Identification of surface chemical functional groups correlated to failure of reverse osmosis polymeric membranes

Abstract

The goal of this study is to identify the causes of membrane failure observed during a 15-month operation of a low pressure reverse osmosis (RO) membrane pilot plant to treat a highly organic surface water from the Hillsborough River in Tampa, Florida, using various surface analytical techniques. Three different commercial RO membranes, made of cellulose acetate or polyamide, were used in this pilot study, and all of these membranes showed performance deterioration presumably due to membrane fouling and degradation at given experimental conditions. In order to elucidate the mechanisms of membrane failure, scanning electron microscopy with energy dispersive spectrometry (SEM/EDS), x-ray photoelectron spectroscopy (XPS), and Fourier transform infrared spectroscopy (FTIR) were performed on the surface of the polymeric RO membranes used. More specifically, molecular composition including surface functional groups were identified from XPS analysis, confirmed by FTIR, and correlated to membrane failure.

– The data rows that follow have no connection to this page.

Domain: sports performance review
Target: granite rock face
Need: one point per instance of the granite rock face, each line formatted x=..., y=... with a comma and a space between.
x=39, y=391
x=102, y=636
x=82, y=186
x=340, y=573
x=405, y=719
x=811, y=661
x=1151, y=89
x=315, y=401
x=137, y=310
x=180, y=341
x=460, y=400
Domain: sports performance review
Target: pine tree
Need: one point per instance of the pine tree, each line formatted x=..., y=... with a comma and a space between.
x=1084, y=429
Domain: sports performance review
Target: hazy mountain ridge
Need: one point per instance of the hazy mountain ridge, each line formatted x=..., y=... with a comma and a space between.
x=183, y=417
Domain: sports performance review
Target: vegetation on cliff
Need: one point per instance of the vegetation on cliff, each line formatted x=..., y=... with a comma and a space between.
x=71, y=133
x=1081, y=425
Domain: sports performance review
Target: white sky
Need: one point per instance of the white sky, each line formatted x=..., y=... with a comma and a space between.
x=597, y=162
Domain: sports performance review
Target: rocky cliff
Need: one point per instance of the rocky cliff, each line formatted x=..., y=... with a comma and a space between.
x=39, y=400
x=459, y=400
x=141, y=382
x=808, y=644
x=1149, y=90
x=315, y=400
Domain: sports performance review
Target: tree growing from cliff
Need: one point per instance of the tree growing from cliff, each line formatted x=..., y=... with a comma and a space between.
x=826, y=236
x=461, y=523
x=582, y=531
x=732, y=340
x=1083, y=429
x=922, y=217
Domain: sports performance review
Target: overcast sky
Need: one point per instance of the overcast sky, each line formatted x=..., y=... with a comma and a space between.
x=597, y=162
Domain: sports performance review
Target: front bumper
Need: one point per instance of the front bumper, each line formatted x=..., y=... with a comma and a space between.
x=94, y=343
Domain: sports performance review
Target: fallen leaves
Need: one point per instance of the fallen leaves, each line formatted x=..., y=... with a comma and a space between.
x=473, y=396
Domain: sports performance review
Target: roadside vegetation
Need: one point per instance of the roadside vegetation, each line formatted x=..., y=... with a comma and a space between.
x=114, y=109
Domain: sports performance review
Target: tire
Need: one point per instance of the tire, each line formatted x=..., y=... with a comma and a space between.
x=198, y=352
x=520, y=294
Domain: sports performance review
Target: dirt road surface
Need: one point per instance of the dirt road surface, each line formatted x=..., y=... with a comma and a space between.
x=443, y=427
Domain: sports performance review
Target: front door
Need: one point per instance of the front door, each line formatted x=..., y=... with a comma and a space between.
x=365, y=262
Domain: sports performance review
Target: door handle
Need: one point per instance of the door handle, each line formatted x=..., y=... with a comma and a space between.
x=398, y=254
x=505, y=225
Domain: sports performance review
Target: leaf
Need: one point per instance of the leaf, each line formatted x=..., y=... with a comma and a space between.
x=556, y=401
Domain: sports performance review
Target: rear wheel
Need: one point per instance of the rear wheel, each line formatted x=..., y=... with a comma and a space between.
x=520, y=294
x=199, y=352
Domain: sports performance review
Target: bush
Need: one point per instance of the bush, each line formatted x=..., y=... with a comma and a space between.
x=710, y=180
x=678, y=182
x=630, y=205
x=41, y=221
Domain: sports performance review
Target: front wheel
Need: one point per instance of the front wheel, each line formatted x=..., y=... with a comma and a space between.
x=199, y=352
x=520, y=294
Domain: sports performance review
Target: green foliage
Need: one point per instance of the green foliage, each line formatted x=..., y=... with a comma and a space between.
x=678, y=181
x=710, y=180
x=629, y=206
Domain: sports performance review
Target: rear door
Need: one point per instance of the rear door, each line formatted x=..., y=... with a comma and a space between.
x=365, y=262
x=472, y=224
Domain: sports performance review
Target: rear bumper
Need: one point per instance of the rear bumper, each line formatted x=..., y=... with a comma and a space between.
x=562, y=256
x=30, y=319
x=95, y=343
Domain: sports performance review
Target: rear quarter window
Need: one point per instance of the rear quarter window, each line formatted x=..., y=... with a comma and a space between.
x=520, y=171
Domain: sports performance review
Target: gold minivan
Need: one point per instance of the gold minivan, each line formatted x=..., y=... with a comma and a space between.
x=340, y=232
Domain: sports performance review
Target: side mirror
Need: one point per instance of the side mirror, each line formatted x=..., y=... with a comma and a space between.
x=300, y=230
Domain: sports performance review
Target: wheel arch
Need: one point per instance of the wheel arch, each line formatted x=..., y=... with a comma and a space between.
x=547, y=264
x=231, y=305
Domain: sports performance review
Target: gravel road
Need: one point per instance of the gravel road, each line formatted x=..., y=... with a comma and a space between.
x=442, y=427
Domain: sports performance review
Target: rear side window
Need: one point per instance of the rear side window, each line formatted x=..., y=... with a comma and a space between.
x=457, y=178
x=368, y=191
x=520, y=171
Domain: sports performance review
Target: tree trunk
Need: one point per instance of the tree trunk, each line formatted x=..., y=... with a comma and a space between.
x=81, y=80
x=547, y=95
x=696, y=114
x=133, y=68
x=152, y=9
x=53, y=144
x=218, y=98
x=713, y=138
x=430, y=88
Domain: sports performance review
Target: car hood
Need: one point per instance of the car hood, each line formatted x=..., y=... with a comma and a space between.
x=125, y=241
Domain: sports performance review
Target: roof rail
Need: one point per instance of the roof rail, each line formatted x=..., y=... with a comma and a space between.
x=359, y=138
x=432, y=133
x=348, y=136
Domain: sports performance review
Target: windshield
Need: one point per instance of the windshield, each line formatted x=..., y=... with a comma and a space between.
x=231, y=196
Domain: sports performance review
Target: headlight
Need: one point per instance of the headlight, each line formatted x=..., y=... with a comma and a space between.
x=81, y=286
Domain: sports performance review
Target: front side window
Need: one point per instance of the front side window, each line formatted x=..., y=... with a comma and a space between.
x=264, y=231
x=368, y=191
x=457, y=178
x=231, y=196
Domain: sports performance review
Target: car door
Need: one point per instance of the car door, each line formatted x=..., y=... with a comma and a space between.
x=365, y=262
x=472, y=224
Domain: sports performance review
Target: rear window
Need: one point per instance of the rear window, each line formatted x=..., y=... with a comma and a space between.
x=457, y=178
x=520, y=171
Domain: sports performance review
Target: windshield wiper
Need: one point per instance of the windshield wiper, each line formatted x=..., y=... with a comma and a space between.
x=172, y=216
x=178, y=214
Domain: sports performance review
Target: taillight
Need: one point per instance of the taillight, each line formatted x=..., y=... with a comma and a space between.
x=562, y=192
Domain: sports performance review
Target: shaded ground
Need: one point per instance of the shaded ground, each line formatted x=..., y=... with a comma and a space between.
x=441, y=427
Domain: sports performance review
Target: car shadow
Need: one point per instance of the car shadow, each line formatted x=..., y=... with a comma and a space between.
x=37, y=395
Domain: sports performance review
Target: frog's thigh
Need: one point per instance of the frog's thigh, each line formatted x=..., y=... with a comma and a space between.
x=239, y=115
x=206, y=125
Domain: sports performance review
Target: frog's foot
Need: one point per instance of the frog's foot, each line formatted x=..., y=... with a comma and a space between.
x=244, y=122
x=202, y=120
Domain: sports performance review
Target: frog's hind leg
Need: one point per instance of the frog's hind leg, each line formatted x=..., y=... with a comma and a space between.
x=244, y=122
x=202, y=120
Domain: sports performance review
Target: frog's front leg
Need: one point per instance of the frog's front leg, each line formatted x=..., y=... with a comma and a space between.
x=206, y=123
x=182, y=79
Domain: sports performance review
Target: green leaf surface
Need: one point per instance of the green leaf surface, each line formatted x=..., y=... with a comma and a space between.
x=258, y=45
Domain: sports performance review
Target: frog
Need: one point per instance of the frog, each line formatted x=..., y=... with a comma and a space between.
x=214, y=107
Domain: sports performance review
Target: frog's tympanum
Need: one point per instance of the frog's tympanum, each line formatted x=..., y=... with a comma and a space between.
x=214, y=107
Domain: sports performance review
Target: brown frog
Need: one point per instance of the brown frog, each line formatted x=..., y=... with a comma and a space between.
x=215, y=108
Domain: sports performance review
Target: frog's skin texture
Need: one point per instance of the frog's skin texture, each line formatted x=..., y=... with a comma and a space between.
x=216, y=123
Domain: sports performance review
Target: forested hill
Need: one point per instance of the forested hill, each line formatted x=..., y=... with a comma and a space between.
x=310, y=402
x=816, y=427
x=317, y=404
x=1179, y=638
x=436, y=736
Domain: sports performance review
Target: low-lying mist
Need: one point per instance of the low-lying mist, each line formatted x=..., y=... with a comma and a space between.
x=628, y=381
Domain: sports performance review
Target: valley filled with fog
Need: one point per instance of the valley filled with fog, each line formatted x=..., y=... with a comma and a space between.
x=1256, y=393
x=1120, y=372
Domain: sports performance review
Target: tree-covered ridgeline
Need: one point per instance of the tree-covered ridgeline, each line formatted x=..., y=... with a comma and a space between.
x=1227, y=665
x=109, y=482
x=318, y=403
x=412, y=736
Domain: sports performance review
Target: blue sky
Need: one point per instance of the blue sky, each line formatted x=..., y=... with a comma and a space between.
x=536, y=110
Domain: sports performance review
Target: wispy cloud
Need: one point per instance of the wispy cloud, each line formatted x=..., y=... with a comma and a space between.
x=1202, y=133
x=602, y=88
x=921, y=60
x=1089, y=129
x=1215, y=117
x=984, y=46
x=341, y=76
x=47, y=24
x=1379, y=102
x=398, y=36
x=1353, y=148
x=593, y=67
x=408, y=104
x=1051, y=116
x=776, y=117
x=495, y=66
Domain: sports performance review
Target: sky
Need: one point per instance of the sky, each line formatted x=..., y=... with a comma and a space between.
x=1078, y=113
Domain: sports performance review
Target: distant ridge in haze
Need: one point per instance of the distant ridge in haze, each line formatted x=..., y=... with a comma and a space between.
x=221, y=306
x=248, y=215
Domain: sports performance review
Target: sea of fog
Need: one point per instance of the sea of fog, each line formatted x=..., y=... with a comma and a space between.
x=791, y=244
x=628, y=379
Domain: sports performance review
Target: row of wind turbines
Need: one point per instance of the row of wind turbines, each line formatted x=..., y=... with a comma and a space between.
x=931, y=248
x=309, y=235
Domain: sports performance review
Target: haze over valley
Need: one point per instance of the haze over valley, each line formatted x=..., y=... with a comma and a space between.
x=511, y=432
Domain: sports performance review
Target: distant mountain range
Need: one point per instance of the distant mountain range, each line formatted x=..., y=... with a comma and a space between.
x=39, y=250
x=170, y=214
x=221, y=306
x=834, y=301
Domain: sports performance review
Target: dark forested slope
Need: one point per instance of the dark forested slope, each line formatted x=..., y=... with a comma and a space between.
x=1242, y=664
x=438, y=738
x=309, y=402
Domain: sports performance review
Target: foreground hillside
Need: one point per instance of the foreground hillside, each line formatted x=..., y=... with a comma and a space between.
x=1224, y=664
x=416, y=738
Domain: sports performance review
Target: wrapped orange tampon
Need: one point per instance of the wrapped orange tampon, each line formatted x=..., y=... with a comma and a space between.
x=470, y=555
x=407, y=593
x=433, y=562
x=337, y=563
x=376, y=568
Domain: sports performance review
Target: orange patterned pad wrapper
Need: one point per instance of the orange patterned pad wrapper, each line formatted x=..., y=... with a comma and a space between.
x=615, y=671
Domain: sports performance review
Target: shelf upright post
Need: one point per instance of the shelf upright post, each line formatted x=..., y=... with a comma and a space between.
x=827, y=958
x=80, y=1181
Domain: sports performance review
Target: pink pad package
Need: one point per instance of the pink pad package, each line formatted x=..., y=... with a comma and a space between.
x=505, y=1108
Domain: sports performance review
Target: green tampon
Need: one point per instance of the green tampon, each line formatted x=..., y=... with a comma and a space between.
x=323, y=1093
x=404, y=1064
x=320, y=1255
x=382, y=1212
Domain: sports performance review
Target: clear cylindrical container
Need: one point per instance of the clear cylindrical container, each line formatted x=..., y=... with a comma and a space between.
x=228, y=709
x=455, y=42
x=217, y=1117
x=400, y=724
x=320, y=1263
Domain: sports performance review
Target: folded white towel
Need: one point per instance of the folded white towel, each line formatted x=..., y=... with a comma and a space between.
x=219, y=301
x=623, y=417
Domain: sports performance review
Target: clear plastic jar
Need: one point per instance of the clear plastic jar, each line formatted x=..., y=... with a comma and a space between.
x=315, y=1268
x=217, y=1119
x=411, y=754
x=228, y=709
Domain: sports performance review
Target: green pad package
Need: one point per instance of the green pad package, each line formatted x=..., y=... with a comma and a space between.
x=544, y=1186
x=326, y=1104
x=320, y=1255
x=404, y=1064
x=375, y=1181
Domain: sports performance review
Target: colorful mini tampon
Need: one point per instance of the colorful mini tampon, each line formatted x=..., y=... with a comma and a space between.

In addition, surface morphology and fouling layer composition were determined by SEM/EDS. The results indicated that the cellulose acetate membrane was biologically damaged, while the polyamide membrane was compromised by chlorine oxidation. The biodegradation of cellulose acetate was evidenced by the presence of nitrogen on XPS and FTIR scans. Chlorine uptake shown in XPS and FTIR scans of used polyamide membranes was a good indicator of chemical degradation. This study demonstrated that XPS, combined with FTIR and SEM/EDS, is a valuable diagnostic tool for failure analysis of polymeric RO membranes and provides valuable information to aid the manufacturers in designing better membranes for reverse osmosis.